Similar to the few reported cases of sternal luxation or subluxation in cats, there are also few known cases in dogs. The first reported successful management of a traumatic sternal luxation in a dog was published in 2014 9, following only one previous report of a sternal fracture in 1985 10. In this case, the dog presented with dyspnoea, tachycardia and ventral thoracic discomfort following a fall down the stairs. Thoracic radiographs revealed a luxation between the 3rd and 4th sternebrae with dorsal displacement of the caudal segment 9. This case was surgically managed through reduction and stabilization of the luxation using a dynamic compression plate 9. Although this was successful, sternal reduction involves intra-thoracic surgery which carries potential complications.

Although not performed in the previous case, computed tomography (CT) is indicated if concurrent injury to the thoracic organs is suspected, such as in cases of traumatic luxation of the sternum 11.

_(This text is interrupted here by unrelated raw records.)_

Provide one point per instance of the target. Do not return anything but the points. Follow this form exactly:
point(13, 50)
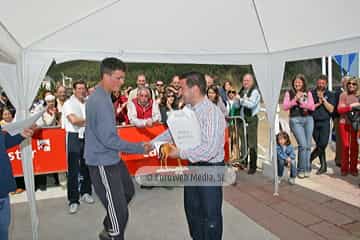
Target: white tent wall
point(21, 83)
point(9, 48)
point(268, 33)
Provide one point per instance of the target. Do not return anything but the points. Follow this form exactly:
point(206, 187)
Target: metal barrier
point(235, 139)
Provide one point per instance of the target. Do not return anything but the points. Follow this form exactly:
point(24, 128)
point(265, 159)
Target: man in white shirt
point(73, 116)
point(143, 111)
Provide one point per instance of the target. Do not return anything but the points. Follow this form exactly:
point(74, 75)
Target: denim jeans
point(281, 165)
point(4, 218)
point(302, 128)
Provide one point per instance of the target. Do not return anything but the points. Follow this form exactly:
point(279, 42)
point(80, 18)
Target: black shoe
point(314, 154)
point(104, 235)
point(323, 167)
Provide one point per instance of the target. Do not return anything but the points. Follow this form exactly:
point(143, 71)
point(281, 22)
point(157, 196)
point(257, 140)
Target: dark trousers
point(321, 135)
point(76, 166)
point(203, 209)
point(251, 136)
point(115, 189)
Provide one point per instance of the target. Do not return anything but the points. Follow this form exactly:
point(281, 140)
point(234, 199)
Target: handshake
point(167, 149)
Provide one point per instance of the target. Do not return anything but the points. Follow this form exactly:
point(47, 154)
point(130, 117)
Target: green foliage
point(89, 71)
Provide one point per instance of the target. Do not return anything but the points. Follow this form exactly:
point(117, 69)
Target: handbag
point(354, 117)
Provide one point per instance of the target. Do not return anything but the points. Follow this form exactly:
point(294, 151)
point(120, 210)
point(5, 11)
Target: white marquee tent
point(263, 33)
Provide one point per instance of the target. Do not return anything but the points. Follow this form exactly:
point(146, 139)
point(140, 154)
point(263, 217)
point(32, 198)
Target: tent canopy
point(192, 27)
point(263, 33)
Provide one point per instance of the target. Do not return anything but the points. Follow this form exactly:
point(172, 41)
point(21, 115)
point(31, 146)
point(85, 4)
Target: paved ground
point(298, 213)
point(155, 214)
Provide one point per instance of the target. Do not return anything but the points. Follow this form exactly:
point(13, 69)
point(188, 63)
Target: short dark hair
point(78, 82)
point(109, 65)
point(302, 78)
point(195, 79)
point(216, 91)
point(322, 77)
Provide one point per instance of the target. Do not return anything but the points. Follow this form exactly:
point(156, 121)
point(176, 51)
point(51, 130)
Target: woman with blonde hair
point(349, 106)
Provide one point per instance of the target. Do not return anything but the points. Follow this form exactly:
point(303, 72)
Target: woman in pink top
point(348, 100)
point(299, 101)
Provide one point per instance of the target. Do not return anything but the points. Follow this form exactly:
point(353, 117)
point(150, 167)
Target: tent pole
point(323, 65)
point(330, 74)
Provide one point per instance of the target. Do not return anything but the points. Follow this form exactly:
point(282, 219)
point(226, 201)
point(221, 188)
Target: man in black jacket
point(324, 106)
point(7, 181)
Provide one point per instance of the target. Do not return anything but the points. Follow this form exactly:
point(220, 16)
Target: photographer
point(324, 106)
point(300, 103)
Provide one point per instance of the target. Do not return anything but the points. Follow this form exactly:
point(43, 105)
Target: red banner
point(49, 150)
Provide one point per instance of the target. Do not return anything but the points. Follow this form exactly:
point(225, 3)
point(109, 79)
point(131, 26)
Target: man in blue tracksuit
point(108, 173)
point(7, 181)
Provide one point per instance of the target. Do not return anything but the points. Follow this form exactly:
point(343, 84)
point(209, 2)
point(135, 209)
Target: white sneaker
point(292, 181)
point(73, 208)
point(87, 198)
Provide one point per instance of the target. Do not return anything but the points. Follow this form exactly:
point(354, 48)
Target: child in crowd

In conclusion, the frequency of sternal luxations and subluxations in cats in veterinary practice is still unknown. As the reports in veterinary literature are rare, the proper management of these cases is open to discussion. Further reporting of similar cases is necessary to discover the true prevalence of this condition and the most appropriate treatment options.

 

  1. Charlesworth, T. (2017) Pectus excavatum: congenital thoracic deformity in cats. In Practice 39, 73–78.
  2. Coulson, A. and Lewis, N. (2008) Cat: Ribs & Sternum. In: An Atlas of Interpretative Radiographic Anatomy of the Dog & Cat, Blackwell Science Ltd, Oxford, UK. pp 480–483.
  3. Larson, M.M. (2020) Thoracic Cavity. In: Feline Diagnostic Imaging, Eds: M. Holland and J. Hudson, Wiley. pp 281–286.
  4. Lam, L. (2018) Acute sternal subluxation in an indoor cat. The Canadian veterinary journal = La revue veterinaire canadienne 59, 82–84.
  5. Pietra, M., Pisoni, L., Linta, N., Pinna, S., Romagnoli, N. and Diana, A. (2016) Endoscopy-assisted tracheal reconstruction of post-traumatic obstruction in a cat: a case report. Veterinární Medicína 60, 341–344.
  6. Savini, J. and Silverstein, D. (2015) Chest Wall Disease: Stabilization Techniques for Patients with Chest Wall Disease. In: Small Animal Surgical Emergencies, Ed: L.R. Aronson, John Wiley & Sons, Inc., Chichester, UK. pp 350–354.
  7. Choi, G.C., Rahman, M.M., Kim, H., Kim, S. and Jeong, I.S. (2018) Management of sternal dislocation with and without surgery in cats: Owner-assessed long-term follow-up of two clinical cases. The Journal of veterinary medical science 80, 1001–1006.
  8. Orton, C.E. (2002) Thoracic Wall. In: Textbook of Small Animal Surgery, 3rd ed., Ed: D. Slatter, Saunders, Philadelphia . pp 382–383.
  9. Serra, C.I., Soler, C., Moratalla, V., Sifre, V. and Redondo, J.I. (2015) Surgical management of a traumatic dislocation of the sternum in an English bulldog. The Journal of small animal practice 56, 407–10.
  10. Newton, C.D. (1985) Fractures of small bones. In: Textbook of Small Animal Orthopaedics, Eds: C.D. Newton and D.M. Nunamaker, JB Lippincott, Philadelphia, PA, USA. pp 325–329.
  11. Velissaris, T., Tang, A.T.M., Patel, A., Khallifa, K. and Weeden, D.F. (2003) Traumatic sternal fracture: outcome following admission to a Thoracic Surgical Unit. Injury 34, 924–927.